Tell it like it is…

I have always been led to believe that everything published or broadcast as news in the media has a modicum of truth albeit with a political slant.

But if that political slant goes too far, does it then cease to be a true story. It is becoming increasingly difficult to find media that gives a true reflection of the facts, without too much political bias.

When I read an article in a newspaper, I am looking the facts, I don’t want to know that the author thinks its bad, could have ramifications or is not in my interest. To a certain extent that is telling me that I am simple and incapable of forming my own opinion.

I also want to be told all the facts, not just the bit taken out of context to make things look bad (note it always makes things look bad, never good).

I know, and comments will say, that it has always been like that, is that an excuse to intensify that vein of reporting?

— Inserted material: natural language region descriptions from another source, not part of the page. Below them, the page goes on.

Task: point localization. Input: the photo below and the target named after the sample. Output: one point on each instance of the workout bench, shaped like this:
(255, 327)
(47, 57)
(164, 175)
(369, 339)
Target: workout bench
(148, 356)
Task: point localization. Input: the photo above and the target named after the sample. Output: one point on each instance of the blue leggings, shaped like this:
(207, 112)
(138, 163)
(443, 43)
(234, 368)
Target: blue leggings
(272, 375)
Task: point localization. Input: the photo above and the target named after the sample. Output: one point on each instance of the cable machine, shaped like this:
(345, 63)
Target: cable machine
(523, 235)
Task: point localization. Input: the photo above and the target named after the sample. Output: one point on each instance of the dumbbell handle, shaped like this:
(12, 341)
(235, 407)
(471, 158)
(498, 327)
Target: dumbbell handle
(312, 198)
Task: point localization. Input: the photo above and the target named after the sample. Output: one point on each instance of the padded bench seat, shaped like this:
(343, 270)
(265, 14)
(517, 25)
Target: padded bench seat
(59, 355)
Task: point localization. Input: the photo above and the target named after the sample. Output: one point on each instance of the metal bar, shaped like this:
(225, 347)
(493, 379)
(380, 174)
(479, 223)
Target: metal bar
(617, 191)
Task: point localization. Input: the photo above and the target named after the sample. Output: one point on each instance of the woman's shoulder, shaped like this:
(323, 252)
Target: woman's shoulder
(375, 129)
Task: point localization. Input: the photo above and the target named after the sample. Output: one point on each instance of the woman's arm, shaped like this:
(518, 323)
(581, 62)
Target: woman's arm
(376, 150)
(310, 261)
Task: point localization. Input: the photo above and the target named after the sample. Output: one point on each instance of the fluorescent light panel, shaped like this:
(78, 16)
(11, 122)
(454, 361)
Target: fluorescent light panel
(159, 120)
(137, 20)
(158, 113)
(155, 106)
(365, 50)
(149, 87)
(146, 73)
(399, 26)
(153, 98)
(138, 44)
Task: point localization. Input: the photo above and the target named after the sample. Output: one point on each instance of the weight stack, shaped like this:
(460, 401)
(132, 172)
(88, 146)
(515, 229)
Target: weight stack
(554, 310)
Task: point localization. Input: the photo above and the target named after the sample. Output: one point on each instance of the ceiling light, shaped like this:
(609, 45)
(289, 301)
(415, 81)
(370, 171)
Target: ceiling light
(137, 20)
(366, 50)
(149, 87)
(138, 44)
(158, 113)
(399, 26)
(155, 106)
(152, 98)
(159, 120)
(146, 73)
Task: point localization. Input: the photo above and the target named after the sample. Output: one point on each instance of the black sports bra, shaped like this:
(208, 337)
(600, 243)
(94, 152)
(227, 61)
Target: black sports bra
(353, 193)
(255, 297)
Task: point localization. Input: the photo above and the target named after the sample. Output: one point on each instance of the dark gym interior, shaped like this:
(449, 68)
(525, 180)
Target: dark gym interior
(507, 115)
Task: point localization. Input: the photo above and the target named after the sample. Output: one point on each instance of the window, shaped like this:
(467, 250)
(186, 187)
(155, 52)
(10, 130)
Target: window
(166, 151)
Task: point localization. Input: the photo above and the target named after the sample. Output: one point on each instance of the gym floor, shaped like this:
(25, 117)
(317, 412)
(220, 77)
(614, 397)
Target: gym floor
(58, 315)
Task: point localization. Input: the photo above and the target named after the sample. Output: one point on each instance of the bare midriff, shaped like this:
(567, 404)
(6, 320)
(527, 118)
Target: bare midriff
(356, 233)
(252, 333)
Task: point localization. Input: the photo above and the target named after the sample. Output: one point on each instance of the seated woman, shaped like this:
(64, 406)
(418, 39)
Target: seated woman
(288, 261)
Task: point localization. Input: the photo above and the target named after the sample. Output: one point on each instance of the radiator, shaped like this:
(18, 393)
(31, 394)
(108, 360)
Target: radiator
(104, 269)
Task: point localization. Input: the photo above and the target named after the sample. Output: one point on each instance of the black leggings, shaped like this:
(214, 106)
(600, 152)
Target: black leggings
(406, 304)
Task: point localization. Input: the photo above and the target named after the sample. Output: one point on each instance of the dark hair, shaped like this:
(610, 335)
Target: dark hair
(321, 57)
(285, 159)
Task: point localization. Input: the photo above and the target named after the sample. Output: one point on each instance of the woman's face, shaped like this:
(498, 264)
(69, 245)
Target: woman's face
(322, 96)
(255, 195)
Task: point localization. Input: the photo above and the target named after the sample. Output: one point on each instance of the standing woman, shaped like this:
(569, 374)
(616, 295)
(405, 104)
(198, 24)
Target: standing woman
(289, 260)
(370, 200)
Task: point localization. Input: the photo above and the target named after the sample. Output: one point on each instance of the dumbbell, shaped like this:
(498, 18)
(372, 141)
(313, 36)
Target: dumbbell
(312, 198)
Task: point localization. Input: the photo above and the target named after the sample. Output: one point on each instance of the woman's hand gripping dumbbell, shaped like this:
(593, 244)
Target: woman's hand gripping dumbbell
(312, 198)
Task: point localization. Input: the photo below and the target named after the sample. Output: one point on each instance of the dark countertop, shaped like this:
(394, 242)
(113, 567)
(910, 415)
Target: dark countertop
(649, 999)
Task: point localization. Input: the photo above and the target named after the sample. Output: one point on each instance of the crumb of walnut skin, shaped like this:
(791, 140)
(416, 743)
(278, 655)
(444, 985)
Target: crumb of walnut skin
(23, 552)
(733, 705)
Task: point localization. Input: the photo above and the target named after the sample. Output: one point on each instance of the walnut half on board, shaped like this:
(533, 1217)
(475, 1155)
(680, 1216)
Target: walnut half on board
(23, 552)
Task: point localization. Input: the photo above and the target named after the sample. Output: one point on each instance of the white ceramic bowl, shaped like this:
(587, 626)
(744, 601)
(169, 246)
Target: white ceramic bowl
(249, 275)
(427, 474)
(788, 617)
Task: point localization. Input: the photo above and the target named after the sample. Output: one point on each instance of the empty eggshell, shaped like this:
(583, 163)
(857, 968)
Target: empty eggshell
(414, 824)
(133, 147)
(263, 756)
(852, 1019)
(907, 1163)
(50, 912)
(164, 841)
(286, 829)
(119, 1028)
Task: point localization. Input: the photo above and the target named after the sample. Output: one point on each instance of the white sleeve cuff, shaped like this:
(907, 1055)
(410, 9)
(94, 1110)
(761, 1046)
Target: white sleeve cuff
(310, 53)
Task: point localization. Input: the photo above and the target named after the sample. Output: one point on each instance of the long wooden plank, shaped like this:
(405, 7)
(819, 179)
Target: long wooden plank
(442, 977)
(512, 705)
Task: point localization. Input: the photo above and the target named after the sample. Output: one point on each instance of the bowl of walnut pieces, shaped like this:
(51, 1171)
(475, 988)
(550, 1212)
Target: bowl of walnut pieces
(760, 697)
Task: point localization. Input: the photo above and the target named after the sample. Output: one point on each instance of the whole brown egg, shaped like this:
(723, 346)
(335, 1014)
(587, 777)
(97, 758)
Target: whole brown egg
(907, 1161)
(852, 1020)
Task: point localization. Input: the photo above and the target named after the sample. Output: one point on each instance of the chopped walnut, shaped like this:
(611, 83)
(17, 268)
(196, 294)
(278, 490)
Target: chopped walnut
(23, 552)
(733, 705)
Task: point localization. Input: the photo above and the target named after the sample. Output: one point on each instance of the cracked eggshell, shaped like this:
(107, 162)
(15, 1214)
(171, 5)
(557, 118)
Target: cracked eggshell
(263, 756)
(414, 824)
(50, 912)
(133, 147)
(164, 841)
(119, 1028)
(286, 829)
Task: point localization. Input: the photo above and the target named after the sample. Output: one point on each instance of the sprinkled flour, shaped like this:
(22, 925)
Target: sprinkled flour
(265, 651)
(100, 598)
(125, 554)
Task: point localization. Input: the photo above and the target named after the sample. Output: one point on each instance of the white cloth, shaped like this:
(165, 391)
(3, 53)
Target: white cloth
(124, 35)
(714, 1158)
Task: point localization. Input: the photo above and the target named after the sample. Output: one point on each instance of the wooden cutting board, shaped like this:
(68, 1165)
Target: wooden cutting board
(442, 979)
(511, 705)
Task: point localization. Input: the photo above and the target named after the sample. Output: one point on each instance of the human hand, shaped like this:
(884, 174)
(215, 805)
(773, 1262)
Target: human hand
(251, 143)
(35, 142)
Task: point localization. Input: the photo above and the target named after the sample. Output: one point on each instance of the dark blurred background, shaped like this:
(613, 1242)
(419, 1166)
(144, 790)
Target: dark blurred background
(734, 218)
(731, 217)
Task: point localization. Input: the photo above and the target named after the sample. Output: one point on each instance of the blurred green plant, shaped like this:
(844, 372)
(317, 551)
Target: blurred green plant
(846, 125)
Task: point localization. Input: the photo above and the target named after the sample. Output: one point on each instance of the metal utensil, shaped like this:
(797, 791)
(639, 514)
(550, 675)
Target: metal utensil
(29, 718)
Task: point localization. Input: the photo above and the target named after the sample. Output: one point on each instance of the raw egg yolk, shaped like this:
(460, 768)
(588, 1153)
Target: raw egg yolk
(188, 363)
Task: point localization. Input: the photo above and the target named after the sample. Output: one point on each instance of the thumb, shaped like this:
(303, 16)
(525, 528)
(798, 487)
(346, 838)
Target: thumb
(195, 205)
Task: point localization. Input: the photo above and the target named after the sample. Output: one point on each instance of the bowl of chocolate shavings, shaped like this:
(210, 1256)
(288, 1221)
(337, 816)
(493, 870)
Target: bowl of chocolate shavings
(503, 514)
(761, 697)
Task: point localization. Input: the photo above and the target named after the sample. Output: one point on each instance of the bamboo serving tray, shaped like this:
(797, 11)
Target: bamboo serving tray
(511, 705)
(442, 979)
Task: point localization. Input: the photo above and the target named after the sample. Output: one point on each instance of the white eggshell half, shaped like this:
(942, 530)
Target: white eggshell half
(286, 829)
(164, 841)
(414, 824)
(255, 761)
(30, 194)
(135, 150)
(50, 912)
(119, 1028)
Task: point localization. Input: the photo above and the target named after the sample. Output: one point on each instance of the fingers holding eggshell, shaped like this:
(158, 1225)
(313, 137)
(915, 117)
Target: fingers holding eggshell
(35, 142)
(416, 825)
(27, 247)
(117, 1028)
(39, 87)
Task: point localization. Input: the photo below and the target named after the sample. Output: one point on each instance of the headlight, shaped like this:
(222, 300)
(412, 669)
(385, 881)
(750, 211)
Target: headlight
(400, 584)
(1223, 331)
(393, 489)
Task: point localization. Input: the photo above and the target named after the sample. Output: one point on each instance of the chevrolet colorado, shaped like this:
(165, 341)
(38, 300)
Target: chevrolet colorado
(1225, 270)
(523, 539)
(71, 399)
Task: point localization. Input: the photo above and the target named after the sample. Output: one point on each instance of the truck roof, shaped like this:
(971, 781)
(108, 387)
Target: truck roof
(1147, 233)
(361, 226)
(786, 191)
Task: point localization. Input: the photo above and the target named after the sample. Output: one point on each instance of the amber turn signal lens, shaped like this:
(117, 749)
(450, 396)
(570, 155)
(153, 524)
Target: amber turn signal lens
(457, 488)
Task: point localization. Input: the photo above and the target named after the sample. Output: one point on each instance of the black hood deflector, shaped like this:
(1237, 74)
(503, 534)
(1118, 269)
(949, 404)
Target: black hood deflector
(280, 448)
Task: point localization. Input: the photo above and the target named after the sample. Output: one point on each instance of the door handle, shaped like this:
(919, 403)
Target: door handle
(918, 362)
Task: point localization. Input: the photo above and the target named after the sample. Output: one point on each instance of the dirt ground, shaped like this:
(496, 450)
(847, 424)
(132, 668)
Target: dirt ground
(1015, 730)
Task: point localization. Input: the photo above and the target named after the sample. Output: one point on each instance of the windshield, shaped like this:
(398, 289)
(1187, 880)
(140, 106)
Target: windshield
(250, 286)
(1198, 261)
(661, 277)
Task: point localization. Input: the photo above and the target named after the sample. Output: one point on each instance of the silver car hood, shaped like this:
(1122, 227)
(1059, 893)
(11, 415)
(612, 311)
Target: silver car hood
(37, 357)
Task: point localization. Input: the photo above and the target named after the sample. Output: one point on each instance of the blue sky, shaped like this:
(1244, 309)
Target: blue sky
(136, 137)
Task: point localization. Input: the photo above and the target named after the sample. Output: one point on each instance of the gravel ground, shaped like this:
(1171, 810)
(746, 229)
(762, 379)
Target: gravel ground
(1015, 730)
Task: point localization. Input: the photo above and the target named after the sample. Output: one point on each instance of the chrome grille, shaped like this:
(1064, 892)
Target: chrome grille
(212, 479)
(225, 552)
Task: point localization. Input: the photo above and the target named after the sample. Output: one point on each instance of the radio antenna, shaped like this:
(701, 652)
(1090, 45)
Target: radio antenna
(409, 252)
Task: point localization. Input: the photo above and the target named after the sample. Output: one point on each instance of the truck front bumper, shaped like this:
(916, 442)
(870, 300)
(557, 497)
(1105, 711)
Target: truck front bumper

I think you will agree that we are living in the present (sort of no brainer  that one) but the media are digging out old clips, articles and footage of events years ago and referencing them to today’s situations. For instance, the coverage of anything to do with Ken Clarke. Ken has been in the House of Commons a long time (hope he won’t mind me referencing that) and by definition that means there is a lot of ‘historical’ media involving his political views and actions. Should we drag out things he said and done in the Thatcher years, when he is trying to form policies for the current Government, are we living in the eighties? Is the world today the same as it was in the eighties? The answer is obviously no, so why drag up the old statements and hit him with them.

We all change our views on situations, maybe slightly, maybe totally, but those views are made on the situation we face at that time. I want to know what politicians are doing to improve, in their opinion, the world I live in now, yes give me the facts, yes give me a best case, worst case scenario, but let me make my mind up whether politicians are right, or wrong.